Boris Leonidovich Brozhovsky (Борис Леонидович Брожовский; 26 July 1935 – 14 January 2022) was a Soviet and Russian cinematographer who made over 40 films.

== Life and career ==
Brozhovsky was born to the family of film director Leonid Brozhovsky and his wife Lydia.
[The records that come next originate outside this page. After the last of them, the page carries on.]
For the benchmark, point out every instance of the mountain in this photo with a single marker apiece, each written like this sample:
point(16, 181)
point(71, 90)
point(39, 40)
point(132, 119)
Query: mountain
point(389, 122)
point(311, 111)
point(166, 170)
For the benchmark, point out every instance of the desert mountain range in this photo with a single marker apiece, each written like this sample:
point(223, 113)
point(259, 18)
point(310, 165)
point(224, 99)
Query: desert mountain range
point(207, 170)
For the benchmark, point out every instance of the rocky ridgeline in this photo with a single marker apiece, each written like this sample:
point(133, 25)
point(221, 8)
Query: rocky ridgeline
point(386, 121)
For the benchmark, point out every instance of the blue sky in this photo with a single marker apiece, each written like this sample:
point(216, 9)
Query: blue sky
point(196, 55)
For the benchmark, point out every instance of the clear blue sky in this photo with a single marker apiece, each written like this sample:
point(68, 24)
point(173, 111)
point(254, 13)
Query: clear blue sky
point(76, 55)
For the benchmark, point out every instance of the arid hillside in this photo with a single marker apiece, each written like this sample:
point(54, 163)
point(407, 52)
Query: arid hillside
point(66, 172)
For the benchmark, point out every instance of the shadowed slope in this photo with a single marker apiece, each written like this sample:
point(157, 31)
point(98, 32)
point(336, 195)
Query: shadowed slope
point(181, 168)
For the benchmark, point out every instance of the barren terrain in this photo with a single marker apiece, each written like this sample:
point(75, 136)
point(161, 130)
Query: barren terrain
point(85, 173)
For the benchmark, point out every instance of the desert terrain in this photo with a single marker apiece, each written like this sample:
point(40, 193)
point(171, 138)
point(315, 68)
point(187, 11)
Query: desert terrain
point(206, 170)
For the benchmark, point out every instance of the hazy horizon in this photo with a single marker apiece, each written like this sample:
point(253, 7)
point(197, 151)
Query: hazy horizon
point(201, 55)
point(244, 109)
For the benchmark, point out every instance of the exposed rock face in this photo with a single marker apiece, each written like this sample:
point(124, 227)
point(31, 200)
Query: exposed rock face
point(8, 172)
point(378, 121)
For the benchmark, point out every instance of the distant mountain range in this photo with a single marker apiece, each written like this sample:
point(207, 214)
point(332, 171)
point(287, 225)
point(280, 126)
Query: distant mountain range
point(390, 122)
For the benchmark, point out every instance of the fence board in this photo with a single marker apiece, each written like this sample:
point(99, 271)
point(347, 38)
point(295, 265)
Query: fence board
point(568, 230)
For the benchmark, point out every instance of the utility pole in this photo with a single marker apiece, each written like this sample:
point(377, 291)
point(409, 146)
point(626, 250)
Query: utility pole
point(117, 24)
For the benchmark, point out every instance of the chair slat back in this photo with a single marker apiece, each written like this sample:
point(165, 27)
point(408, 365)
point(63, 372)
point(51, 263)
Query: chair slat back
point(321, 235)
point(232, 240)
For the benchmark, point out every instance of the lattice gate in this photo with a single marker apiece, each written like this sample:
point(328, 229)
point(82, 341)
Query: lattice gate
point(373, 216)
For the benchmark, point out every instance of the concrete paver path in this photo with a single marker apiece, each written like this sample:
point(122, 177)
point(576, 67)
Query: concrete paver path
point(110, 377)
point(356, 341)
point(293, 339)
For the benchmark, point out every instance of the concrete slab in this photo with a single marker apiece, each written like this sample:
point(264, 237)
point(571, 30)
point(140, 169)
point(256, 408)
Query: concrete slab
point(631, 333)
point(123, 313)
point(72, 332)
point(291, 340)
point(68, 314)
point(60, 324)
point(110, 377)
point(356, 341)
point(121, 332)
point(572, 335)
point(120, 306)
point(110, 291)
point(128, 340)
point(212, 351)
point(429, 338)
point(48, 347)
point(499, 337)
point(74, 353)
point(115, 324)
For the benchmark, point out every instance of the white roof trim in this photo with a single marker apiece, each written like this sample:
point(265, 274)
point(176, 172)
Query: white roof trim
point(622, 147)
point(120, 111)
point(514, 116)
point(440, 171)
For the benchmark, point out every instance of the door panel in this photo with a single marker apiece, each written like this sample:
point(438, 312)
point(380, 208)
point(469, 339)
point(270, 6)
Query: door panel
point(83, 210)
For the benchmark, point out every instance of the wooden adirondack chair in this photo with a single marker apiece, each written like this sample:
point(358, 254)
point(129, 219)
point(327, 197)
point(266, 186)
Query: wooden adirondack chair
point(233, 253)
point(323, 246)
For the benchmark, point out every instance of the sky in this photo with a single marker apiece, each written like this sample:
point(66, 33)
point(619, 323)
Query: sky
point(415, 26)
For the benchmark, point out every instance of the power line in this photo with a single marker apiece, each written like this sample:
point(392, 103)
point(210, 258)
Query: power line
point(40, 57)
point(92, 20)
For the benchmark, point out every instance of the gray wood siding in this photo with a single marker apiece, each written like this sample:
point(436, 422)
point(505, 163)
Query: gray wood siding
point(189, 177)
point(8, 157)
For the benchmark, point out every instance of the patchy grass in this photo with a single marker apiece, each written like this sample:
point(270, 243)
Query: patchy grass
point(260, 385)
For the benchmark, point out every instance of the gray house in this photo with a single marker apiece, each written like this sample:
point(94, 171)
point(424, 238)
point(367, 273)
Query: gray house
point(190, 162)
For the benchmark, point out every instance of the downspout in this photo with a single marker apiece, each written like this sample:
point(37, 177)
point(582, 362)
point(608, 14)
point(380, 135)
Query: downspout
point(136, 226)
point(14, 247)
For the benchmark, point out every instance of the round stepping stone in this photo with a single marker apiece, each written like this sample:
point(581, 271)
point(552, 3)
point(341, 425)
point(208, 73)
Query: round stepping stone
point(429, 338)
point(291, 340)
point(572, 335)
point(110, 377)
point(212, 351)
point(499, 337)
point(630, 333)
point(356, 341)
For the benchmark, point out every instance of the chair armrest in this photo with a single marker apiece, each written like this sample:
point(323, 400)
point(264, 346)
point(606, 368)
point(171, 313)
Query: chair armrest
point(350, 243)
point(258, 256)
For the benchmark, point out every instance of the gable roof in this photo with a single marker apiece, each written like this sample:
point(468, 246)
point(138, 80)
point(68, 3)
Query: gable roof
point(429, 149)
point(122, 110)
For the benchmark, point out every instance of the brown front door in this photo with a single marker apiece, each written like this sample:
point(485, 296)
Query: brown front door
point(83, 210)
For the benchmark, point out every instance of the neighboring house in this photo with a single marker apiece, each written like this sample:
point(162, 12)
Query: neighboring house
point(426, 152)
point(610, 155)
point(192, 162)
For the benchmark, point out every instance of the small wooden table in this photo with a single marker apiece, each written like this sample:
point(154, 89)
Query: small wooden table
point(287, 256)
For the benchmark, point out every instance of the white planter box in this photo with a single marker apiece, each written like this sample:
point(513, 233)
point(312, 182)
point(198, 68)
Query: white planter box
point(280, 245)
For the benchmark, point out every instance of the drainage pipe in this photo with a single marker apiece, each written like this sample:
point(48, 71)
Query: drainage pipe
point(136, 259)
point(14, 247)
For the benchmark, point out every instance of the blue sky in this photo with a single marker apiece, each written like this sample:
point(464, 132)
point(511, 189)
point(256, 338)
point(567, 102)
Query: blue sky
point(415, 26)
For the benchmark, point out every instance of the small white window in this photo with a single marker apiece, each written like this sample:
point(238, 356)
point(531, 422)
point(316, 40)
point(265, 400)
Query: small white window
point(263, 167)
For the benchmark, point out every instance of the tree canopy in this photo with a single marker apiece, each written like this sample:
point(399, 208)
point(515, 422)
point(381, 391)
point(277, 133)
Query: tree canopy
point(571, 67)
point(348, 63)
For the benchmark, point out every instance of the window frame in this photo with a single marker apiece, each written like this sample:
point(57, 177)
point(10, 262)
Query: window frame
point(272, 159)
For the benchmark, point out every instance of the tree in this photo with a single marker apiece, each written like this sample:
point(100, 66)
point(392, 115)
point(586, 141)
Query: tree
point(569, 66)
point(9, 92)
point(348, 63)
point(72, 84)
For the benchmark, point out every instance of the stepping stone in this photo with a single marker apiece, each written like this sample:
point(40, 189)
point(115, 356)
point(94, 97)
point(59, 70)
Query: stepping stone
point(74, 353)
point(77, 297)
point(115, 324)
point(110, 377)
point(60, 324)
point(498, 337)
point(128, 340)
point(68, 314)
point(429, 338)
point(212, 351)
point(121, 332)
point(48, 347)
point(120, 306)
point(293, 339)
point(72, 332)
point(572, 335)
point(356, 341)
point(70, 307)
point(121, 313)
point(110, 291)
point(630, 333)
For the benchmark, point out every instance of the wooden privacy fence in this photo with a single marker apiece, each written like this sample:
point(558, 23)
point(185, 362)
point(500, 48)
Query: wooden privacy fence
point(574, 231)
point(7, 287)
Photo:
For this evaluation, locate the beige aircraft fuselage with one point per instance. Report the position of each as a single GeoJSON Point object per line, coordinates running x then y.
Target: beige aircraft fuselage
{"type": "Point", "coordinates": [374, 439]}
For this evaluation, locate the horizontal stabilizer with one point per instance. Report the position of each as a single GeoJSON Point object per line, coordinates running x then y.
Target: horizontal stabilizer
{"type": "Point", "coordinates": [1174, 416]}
In 1959 he graduated from VGIK. From 1960, he worked at the Mosfilm film studio.

He became a laureate of the USSR State Prize in 1989, for the film The Cold Summer of 1953, and an Honored Art Worker of the Russian Federation on 18 November 2000.

Brozhovsky was married to actress Nina Popova, best known for her role as Zhenya in the Soviet TV series Day by Day. He died on 14 January 2022, at the age of 86.

== Awards ==

- 1989 — Laureate of the USSR State Prize for artwork "The Cold Summer of 1953".
- 2000 — Honored Artist of the Russian Federation.

== Bibliography ==
- Sergei Yutkevich. Cinema: Encyclopedic Dictionary (1986)
- Anna M. Lawton. Imaging Russia 2000: Film and Facts (2004)
- Lyudmila Sokolova. Mosfilm. Yesterday, today and always (2021)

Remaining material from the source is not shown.